A1 and A2 TADs significantly differ in all cases except (d), which makes the point of quite distinct patterns of euchromatin in human genome given both of them maintain open chromatin signature in histone and other marks . Notably, while B4 maintains reported repressive histone marks , and in our case it comprises significant number of L1 transposable elements , still, many of its features are also similar to gene dense A1 chromatin (Fig. 4a-c), pointing at its reported duality [31, 47].
CG rich elements and clustering properties
The study aims at gaining the insight on the distribution specifics of several DNA elements, specifically genes, CGIs and Alus, from the large-scale chromatin landscape standpoint. We found that chromatin accessibility rate is the major factor of joint clustering of these elements. Heterochromatic genomic segments spanning nearly a half of the human genome are void of both CGIs and genes, making their distribution highly skewed genome wide. This keeps valid for others species such as mouse and dog (Table 3, Additional file 1: Figures S1 and S2) and might be extended on other mammals.
With the help of coarse genome partition by 100 kb non-overlapping segments we showed that CGIs extremely closely associate with the genes. It was shown that this association is consistent and independent of the proportion of the CGIs vs genes number, which is approximately equal in the mammals majority. In this regard, for the dog genome, characterized by an unusual twofold excess of CGIs instances over the genes number, it was found that an excess can be explained by the relatively few instances of CGI extended clusters. At the same time the proportion and localization of genes and the vast majority of CGIs in the dog genome are coordinated as in other mammals (Additional file 1: Figure S2c).

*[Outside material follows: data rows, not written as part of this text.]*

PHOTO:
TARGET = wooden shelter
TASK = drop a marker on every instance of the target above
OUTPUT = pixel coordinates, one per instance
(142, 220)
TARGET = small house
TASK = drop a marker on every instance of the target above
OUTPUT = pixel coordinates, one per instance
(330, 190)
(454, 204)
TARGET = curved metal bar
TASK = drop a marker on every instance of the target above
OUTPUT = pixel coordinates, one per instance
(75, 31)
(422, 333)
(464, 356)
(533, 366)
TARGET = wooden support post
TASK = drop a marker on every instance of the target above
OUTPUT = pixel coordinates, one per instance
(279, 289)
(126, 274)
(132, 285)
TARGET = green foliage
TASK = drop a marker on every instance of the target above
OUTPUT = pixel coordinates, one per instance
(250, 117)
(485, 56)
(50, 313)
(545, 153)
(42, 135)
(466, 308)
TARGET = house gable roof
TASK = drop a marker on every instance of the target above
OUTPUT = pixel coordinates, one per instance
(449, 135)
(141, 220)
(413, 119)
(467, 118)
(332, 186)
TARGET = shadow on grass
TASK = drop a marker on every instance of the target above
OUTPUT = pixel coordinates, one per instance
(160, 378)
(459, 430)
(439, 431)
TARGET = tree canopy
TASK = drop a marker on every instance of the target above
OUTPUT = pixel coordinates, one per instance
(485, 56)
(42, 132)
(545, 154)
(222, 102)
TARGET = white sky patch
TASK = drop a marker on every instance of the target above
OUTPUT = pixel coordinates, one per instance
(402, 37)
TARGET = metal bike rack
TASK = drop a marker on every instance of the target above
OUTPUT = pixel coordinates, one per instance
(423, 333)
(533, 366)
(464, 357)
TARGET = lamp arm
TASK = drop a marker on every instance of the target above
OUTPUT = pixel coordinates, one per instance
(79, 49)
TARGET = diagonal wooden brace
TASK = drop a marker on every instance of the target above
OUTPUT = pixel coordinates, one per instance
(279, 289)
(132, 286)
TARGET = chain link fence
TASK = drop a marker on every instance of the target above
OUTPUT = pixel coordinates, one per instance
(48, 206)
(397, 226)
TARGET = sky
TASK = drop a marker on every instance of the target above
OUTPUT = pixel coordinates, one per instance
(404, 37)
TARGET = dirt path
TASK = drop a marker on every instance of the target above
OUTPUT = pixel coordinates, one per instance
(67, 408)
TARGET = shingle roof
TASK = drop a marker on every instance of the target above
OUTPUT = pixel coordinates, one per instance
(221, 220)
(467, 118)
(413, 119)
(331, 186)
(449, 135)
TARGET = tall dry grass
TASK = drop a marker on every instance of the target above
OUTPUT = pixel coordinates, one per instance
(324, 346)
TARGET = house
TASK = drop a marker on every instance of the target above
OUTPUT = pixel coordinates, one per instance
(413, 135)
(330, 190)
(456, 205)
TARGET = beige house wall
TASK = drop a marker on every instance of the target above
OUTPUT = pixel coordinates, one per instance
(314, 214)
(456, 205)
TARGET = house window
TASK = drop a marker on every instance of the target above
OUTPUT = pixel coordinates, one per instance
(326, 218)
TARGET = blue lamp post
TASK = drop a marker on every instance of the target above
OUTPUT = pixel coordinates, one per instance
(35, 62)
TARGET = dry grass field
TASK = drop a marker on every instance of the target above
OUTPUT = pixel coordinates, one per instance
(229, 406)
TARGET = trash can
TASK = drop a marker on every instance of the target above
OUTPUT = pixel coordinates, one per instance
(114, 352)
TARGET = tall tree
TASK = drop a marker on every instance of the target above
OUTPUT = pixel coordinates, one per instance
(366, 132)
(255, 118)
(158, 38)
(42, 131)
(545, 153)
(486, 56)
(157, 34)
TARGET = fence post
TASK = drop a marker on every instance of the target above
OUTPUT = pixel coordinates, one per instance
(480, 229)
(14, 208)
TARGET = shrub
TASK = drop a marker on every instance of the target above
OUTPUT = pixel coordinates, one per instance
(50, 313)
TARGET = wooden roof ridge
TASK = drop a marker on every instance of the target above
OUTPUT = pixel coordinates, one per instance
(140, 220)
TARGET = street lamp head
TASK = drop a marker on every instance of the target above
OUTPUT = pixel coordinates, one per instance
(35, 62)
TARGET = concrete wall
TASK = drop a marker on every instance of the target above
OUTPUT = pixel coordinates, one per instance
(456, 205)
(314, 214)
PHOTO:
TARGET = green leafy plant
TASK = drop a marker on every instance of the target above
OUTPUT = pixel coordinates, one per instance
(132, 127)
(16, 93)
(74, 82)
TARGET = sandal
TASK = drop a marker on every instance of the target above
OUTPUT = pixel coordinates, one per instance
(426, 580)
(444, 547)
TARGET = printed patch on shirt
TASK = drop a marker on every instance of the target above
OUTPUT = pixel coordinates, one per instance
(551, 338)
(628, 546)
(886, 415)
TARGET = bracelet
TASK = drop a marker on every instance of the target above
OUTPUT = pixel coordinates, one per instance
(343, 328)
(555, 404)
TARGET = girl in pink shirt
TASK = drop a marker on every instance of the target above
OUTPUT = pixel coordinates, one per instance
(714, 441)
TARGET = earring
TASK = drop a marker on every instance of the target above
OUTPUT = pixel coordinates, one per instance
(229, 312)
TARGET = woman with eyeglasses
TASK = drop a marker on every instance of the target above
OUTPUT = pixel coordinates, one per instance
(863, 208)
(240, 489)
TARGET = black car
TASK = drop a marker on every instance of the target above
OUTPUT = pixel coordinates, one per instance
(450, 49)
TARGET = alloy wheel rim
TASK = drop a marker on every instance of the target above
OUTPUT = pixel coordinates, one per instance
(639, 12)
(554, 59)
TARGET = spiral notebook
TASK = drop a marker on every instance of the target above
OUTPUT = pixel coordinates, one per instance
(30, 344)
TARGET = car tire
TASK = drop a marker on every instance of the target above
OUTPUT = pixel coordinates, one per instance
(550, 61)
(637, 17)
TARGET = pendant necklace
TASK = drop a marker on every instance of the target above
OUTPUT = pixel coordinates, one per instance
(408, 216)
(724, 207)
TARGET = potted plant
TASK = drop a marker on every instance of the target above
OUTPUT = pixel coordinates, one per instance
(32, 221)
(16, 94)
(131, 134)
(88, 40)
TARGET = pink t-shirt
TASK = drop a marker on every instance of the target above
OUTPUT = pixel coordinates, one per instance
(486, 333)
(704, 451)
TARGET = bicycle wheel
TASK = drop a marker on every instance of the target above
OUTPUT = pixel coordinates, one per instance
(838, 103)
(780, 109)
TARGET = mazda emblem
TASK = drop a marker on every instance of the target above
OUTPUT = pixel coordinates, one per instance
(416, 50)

Indeed, when we mapped the dense CGI clusters onto the dog genome, we clearly observed their highly non random grouping at subtelomeric and pericentromeric regions sparse of genes (Additional file 1: Figure S12). These specific telomeric and centromeric superclusters spanning 500 kb on average were observed at virtually all dog chromosomes (subtelomeric regions in particular) and comprise at least 30% of the annotated CGIs (16,000 instances by rough approximation). The subtelomeric CGI clusters have been observed in cat, horse, and bovine, as well as occasionally in human and have been reported in previous studies , but not with the same expansion rate and abundance as observed in dog. The apparent function of these CGI clusters is not currently elucidated, but may be related to the repeated nature of the DNA, characteristic for these regions.
Employment of the expanded chromatin spectrum using chromatin signatures inferred from topological associated domains  revealed that the distributions of CGIs and genes are highly similar chromatin wise both on the fine, DHS-mediated resolution (Additional file 1: Figures S3–S6) as well as on the coarse-grained topological chromatin domains (Figs. 1 and 2). This makes us suggest that CGIs are the inherent elements of the genes irrespective of their methylation state and location. The independent tandem expansions of CGIs and gene families do not affect the total trend due to their minority.
ANOVA analysis of the elements content in 6 TAD subcompartments (Fig. 4) corroborated the inferences derived from regression analysis. Additionally, TAD classes interrelations could be observed for the distinct elements content underlining the specific features of TAD classes.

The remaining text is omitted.